Coastal Bridge Advisors Adjusts Meta Platforms Stake by 4.5%

Coastal Bridge Advisors LLC has reduced its investment in Meta Platforms, Inc. (NASDAQ:META) by 4.5% during the third quarter of 2023. According to its latest 13F filing with the Securities and Exchange Commission (SEC), the institutional investor now holds 19,197 shares after selling 910 shares in this period. This reduction means that Meta represents approximately 1.1% of Coastal Bridge Advisors’ portfolio, making it the firm’s 17th largest holding. The value of these holdings was reported at $14,098,000.

Other institutional investors have also made notable changes to their positions in Meta. For instance, Bay Colony Advisory Group Inc increased its stake by 0.4% during the second quarter, now owning 3,506 shares valued at $2,587,000. Similarly, Hemington Wealth Management raised its position by 0.6%, acquiring a total of 2,223 shares worth $1,641,000. Meanwhile, Vista Capital Partners Inc. boosted its holdings by 1.3%, bringing its total to 1,075 shares valued at $794,000.
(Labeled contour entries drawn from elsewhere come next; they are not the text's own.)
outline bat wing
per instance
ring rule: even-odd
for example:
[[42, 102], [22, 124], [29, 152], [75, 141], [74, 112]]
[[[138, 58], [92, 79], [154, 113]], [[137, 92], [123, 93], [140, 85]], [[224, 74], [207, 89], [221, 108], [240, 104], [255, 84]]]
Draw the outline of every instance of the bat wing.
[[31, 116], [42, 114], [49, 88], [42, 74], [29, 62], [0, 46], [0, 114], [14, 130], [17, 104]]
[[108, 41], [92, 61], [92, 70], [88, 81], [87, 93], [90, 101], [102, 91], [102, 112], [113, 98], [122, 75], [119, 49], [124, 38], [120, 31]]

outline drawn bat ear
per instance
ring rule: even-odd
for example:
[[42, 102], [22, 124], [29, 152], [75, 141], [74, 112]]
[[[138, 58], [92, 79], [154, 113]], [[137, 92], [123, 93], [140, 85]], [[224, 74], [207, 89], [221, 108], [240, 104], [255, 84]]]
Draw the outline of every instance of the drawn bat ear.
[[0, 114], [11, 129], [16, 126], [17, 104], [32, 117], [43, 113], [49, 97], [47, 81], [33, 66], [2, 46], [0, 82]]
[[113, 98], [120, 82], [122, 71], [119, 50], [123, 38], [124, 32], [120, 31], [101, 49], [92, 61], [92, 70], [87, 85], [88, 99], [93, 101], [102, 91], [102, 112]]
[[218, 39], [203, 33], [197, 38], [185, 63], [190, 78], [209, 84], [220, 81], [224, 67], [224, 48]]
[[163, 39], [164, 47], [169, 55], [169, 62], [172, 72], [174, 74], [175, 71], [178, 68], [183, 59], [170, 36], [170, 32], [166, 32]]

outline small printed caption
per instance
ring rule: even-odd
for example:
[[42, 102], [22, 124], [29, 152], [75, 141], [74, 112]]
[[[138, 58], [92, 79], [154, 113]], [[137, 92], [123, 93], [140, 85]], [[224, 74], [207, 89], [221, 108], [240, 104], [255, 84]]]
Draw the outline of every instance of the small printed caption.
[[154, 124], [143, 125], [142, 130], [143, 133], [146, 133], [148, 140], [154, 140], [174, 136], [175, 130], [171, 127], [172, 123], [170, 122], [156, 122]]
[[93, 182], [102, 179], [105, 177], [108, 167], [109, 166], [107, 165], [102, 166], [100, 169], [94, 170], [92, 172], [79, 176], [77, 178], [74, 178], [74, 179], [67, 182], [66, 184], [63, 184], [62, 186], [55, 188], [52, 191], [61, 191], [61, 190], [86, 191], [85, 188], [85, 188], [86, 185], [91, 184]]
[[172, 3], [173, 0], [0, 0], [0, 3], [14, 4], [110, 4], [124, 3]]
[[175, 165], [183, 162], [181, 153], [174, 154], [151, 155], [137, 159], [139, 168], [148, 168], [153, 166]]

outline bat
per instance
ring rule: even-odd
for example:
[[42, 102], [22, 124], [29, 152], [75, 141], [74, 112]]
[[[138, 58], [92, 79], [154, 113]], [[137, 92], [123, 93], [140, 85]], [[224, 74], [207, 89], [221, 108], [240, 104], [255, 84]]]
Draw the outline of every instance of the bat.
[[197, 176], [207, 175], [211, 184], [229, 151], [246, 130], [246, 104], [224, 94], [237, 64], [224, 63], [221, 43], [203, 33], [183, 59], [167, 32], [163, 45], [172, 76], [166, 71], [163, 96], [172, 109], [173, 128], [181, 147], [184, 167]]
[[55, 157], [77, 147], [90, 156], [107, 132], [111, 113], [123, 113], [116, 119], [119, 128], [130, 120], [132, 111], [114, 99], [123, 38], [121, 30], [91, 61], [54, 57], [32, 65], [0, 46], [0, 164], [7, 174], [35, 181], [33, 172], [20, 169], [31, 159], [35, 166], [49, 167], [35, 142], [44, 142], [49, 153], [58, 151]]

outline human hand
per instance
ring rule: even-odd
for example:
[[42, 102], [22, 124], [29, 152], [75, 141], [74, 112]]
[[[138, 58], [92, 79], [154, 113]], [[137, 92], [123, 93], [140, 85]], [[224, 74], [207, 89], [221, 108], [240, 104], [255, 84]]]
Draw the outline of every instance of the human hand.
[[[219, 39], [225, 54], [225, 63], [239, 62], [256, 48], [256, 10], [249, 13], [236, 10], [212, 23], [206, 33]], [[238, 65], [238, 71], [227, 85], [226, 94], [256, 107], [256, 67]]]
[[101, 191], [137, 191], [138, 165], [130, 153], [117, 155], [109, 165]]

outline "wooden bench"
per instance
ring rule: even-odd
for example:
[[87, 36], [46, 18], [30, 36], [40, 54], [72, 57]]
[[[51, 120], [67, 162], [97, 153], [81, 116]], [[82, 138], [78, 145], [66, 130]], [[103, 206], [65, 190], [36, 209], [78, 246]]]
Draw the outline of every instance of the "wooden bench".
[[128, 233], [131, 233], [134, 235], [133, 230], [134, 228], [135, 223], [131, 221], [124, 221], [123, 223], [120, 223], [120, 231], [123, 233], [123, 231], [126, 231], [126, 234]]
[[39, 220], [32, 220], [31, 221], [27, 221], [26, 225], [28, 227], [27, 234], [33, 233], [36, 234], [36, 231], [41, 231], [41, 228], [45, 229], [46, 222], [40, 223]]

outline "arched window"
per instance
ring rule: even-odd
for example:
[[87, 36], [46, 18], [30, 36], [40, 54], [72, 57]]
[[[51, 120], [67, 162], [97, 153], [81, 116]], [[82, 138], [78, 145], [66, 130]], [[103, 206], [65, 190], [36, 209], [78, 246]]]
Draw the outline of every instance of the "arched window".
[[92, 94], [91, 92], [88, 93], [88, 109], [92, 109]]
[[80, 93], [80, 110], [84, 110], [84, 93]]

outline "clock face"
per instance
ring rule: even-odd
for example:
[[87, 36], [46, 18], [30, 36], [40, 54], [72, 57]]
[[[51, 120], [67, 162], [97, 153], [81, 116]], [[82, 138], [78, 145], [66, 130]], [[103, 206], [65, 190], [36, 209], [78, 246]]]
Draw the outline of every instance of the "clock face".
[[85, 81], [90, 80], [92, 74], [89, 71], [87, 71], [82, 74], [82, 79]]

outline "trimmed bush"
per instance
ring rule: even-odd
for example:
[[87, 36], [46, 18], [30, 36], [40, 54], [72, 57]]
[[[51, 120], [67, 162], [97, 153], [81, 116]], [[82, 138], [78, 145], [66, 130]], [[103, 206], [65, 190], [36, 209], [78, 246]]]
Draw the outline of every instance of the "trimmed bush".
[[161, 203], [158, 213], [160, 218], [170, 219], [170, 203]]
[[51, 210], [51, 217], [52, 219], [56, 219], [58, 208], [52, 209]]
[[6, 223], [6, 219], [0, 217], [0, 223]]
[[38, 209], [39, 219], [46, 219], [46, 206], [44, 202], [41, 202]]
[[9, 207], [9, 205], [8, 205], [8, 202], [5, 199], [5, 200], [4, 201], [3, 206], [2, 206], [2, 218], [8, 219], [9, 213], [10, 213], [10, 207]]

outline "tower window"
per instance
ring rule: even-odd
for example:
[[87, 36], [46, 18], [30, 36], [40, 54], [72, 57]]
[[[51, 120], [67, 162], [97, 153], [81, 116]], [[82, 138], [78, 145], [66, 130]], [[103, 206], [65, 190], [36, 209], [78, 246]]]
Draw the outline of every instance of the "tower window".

The trend among institutional investors indicates a broader interest in Meta. As of the latest data, institutional ownership accounts for 79.91% of the company’s stock.

Analyst Ratings Reflect Optimism for Meta

Meta Platforms has drawn attention from various research analysts, many of whom have issued positive ratings. TD Cowen reaffirmed a “buy” rating, while Mizuho raised its price target from $815.00 to $850.00, assigning an “outperform” rating. Other firms such as Royal Bank of Canada and Sanford C. Bernstein have echoed similar sentiments, with price objectives set at $810.00 and $900.00, respectively.

Overall, four analysts have rated Meta with a Strong Buy, while forty have assigned a Buy rating, and seven have indicated a Hold status. According to MarketBeat, the stock carries an average rating of “Moderate Buy” with a consensus price target of $847.40.

Recent Developments and Market Sentiment

Several key developments have influenced sentiment around Meta Platforms. Analysts and media commentators, including Jim Cramer, highlight the company’s advancements in artificial intelligence (AI), suggesting that Meta is well-positioned to leverage AI technologies effectively. The company’s investments in AI infrastructure and its strong performance in monetizing AI-driven features appear promising for its future revenue streams.

Nevertheless, mixed institutional moves reflect a cautious approach among some funds. For example, while some investors like First Eagle have reduced their stakes, others such as Alecta and Davis have increased theirs. This divergence indicates a blend of profit-taking and ongoing conviction in Meta’s long-term prospects.

On the regulatory front, Meta faces scrutiny over its data collection practices, raising potential legal challenges. Reports have emerged questioning the legality of its methods, echoing past controversies that could affect its reputation in key markets.

In terms of stock performance, Meta shares opened at $661.46 recently, contributing to a market capitalization of $1.67 trillion. The company has experienced a price-to-earnings ratio of 28.15 and a P/E/G ratio of 1.14, with a beta of 1.28. Over the past year, Meta’s stock has fluctuated between a low of $479.80 and a high of $796.25.

In recent earnings results, Meta reported an earnings per share (EPS) of $8.88, surpassing analyst expectations by $0.72. Quarterly revenue reached $59.89 billion, exceeding forecasts of $58.33 billion. The company’s performance reflects a 23.8% increase compared to the same quarter last year.

Meta also announced a quarterly dividend of $0.525 per share, which was paid on December 23, 2023. This dividend corresponds to an annualized yield of 0.3% and demonstrates the company’s commitment to returning value to its shareholders.

As the landscape around Meta continues to evolve, investor sentiment and institutional engagement will play vital roles in shaping the company’s trajectory in the coming quarters.